In August 2014, an online post went up advertising a position for a computer-assisted-design technician to work at Ark Encounter. Interested applicants were required to submit, in addition to the usual documents, a “[c]reation belief statement,” as well as “[c]onfirmation of [their] agreement with the AiG Statement of Faith.” For those unfamiliar with the Ark Park's “statement of faith,” it requires potential employees to affirm their belief that homosexuality is a sin on par with bestiality and incest, that the earth is only six thousand years old, and that the Bible is literally true, among other things. The post was taken down quickly, but the Ark Park's hiring practices are still a cause for concern.12
As of this writing, the waterslides and the unicorn-infested Ark Park remain unbuilt and largely unfunded. But, like so many bad things, Ham is convinced that he can still sail on to victory. In mid-December 2014, he launched an aggressive billboard campaign, both in Kentucky and New York City's Time Square. It notes: “To All Our Intolerant Liberal Friends: Thank God You Can't Sink This Ship”—alongside a photo of an ark under construction.
Except that we did. Or rather, Kentucky did. The Kentucky Tourism Secretary decided that the Ark Park would not be eligible for tax incentives, an important source of funding for the park.
It looks like his ship might be sunk after all.
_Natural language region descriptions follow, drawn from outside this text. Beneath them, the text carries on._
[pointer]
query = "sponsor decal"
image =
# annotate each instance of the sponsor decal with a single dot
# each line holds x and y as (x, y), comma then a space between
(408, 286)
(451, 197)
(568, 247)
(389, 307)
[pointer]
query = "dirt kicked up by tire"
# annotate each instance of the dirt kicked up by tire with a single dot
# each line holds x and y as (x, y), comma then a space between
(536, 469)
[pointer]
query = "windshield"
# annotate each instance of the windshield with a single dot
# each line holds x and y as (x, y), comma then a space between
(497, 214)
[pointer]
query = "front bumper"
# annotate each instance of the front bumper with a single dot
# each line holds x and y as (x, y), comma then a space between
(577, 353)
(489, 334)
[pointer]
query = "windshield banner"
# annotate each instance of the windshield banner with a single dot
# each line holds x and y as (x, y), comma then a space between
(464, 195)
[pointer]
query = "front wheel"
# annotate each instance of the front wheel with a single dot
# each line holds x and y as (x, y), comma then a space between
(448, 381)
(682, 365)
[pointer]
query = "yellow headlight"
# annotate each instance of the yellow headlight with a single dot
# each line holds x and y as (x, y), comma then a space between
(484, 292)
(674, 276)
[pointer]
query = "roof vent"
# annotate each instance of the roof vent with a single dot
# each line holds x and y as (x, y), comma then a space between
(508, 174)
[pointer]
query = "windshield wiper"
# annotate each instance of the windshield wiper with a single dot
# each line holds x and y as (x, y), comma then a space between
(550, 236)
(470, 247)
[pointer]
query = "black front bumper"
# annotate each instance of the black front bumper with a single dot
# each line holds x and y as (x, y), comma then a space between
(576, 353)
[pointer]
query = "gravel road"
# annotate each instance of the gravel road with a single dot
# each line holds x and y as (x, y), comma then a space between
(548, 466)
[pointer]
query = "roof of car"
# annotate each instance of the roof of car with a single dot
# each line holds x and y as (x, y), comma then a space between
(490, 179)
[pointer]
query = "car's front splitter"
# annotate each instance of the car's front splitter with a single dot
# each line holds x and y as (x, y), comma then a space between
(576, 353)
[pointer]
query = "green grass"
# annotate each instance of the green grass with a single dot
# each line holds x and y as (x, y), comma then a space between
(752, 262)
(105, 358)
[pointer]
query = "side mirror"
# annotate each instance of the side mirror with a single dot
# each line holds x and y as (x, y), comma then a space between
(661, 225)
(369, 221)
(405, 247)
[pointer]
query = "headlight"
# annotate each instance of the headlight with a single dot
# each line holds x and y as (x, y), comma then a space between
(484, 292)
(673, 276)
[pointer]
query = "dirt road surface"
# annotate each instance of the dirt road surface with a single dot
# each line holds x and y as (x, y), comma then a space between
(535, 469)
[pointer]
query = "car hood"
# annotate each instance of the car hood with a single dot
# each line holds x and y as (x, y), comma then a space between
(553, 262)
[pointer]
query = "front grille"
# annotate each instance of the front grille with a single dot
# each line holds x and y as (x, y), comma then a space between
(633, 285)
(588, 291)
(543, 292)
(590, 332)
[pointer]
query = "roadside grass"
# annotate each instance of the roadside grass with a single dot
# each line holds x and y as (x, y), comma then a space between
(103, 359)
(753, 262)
Nevertheless, in early February 2015, Ham sued the commonwealth of Kentucky for “discriminating” against this project. He directly blamed Americans United for his funding problems.
In other words, creationism, although sputtering, endures. However, there is a silver lining. In the same 2014 survey cited at the beginning of this chapter reporting that 42 percent of Americans believe in creationism, young Americans were, notably, the most skeptical of the creationists’ story.13 Only 28 percent of young Americans aged eighteen to twenty-nine believe that humans have always existed in their present form, versus the 50 percent of Americans aged sixty-five years or older who feel the same way. There is an inverse correlation between the number of years individuals spend in school and their support for creationism. Twenty-seven percent of college graduates report believing that “God created humans in present form within the last 10,000 years.” This is in stark contrast to the 57 percent of Americans who did not graduate from high school reporting that they believe in creationism. These two trends foretell a brighter future: As younger Americans who are attending college in increasing numbers begin to make policy decisions, creationism only stands to fail.
This is perhaps best illustrated by the ongoing fight over creationism in Louisiana spearheaded by Zack Kopplin, a native of Baton Rouge and student at Rice University in Texas. Since 2010, Kopplin has been fighting the Louisiana Science Education Act—a bill signed into law by Governor Bobby Jindal in 2008. The first of its kind in the nation, this law permits public schools to supplement traditional biology classes with materials that incorporate creationism into their curricula. Americans United and the Louisiana affiliate of the ACLU have already announced a lawsuit against any school district in the state that tries to implement this statute.